Finnick had tattled on her. That stupid entitled bastard had gone home crying to Mags, but for the life of her, Coral couldn't think why. He had his own damn house. It wasn't her job to soften the blows of his failures, especially when those failures had led to the death of her best friend.
As if sensing the direction her thoughts had gone, Mags reached out and placed a liver spotted hand over Coral's knee. Squeezed harder than she could've imagined that frail looking hand could. Mags's skin was battered with age. Wrinkled, paper thin skin hid the grip of an eagle. "He tried to help her Coral."
"Not enough."
"You don't know what it's like in the Capitol. There's games within games." Fits and starts filled the gaps between the woman's words and still Coral found it impossible to believe. The Captiol was full of buffoons and monsters. To imagine it all as some big game – well – well – it wasn't entirely farfetched. Except Coral couldn't give an inch right now.
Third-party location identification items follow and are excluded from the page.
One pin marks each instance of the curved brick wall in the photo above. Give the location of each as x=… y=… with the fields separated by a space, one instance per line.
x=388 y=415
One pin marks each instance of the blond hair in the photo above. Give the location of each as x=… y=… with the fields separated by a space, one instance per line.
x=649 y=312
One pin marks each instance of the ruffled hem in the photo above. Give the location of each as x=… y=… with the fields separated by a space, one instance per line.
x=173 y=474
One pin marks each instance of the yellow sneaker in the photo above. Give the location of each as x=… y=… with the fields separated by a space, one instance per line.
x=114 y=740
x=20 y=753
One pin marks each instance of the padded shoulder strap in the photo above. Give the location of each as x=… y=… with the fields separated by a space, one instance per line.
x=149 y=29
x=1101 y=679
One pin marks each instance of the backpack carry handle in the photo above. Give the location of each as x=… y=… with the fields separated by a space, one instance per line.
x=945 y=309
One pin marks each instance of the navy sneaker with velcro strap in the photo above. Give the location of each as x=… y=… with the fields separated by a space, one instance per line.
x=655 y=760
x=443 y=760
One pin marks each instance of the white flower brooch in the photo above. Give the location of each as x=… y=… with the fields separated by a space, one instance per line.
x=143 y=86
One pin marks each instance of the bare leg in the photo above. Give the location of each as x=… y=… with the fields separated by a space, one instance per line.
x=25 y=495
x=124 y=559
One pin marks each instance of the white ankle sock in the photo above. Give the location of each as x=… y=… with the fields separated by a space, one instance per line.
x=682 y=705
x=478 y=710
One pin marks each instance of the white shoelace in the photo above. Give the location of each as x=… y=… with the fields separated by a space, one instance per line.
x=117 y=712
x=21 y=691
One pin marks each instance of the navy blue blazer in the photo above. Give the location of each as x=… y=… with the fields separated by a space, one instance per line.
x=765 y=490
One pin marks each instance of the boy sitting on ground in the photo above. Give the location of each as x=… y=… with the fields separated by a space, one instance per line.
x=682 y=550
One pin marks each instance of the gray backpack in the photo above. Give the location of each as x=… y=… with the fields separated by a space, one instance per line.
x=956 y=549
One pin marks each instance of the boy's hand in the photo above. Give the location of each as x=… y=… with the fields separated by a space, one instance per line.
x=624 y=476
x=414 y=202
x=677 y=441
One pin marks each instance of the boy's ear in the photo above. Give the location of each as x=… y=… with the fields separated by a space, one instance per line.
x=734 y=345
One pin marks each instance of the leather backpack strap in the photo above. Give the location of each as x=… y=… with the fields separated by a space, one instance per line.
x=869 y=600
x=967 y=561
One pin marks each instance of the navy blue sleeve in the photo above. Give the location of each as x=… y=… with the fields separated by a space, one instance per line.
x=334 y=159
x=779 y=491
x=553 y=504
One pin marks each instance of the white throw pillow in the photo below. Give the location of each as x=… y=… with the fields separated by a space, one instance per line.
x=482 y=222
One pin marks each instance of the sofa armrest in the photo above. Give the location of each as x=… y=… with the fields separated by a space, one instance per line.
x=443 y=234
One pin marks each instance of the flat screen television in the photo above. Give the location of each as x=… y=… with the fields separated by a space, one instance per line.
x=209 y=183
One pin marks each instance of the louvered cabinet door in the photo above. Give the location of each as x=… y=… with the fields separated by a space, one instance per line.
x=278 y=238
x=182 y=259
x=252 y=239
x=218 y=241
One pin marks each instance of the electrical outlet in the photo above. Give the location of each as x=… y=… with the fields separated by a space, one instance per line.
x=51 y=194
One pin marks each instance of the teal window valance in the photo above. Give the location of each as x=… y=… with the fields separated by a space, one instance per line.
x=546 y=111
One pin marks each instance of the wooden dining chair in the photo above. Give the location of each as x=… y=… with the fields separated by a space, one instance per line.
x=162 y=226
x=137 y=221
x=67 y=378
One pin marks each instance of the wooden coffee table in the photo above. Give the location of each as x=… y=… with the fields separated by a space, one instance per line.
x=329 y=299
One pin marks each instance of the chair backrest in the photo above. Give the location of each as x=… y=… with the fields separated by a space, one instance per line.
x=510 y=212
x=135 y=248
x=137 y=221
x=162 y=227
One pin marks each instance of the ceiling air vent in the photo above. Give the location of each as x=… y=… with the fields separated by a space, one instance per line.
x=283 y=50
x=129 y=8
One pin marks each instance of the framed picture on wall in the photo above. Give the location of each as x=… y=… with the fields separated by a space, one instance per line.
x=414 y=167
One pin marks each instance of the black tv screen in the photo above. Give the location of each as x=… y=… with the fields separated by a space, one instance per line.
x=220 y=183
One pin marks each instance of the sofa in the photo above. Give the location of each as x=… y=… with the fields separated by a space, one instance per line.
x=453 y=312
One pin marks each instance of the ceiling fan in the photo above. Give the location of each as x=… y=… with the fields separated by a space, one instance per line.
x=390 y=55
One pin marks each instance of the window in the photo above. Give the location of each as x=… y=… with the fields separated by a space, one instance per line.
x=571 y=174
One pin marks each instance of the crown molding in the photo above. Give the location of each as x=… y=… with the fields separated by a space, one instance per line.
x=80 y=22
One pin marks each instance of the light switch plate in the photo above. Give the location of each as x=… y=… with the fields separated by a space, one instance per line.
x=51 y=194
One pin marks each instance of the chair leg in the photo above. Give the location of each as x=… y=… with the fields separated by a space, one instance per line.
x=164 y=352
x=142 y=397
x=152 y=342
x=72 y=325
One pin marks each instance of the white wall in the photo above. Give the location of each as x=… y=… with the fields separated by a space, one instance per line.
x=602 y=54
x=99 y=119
She couldn't allow for the possibility that Finnick Odair was anything less the wretched boy than she had built him up to being.
"The things we have to do to get sponsor gifts for our kids," Mags sounded wistful, eyes turning themselves out towards the sea, "Finnick wasn't due to train this year but he knew if he took point, Aveline would stand her best chance. She learned to trust him. Someday, you will have to too."
A scoff ripped itself free of her but Mags's hand tightened again. In warning.
"Until you do, I do not give you leave to drive him from my home. His home."
"He has a home." Coral protested, ferocity dying in the wake of the look she was given. "He's got a house on the other side of the village. Why can't he be there more while I'm around?!"
Maybe then, she wouldn't have to replay what Mags had just said. That Finnick had stepped up to honour the promise she'd claimed from him. A promise that hadn't even been verbalised. Writhing snakes flung themselves at the barrier of her skin, trying to bite their way out. Burning her with venom. Coral Swan wanted to owe that boy nothing, and yet somehow, she seemed to owe him a lot. It wasn't right. It wasn't fair. Opening her mouth to argue further, Mags was ahead of her and patted her chin shut. Firmly.
"This isn't negotiable."
It wasn't negotiable.
"Would you be so kind as to walk me home?"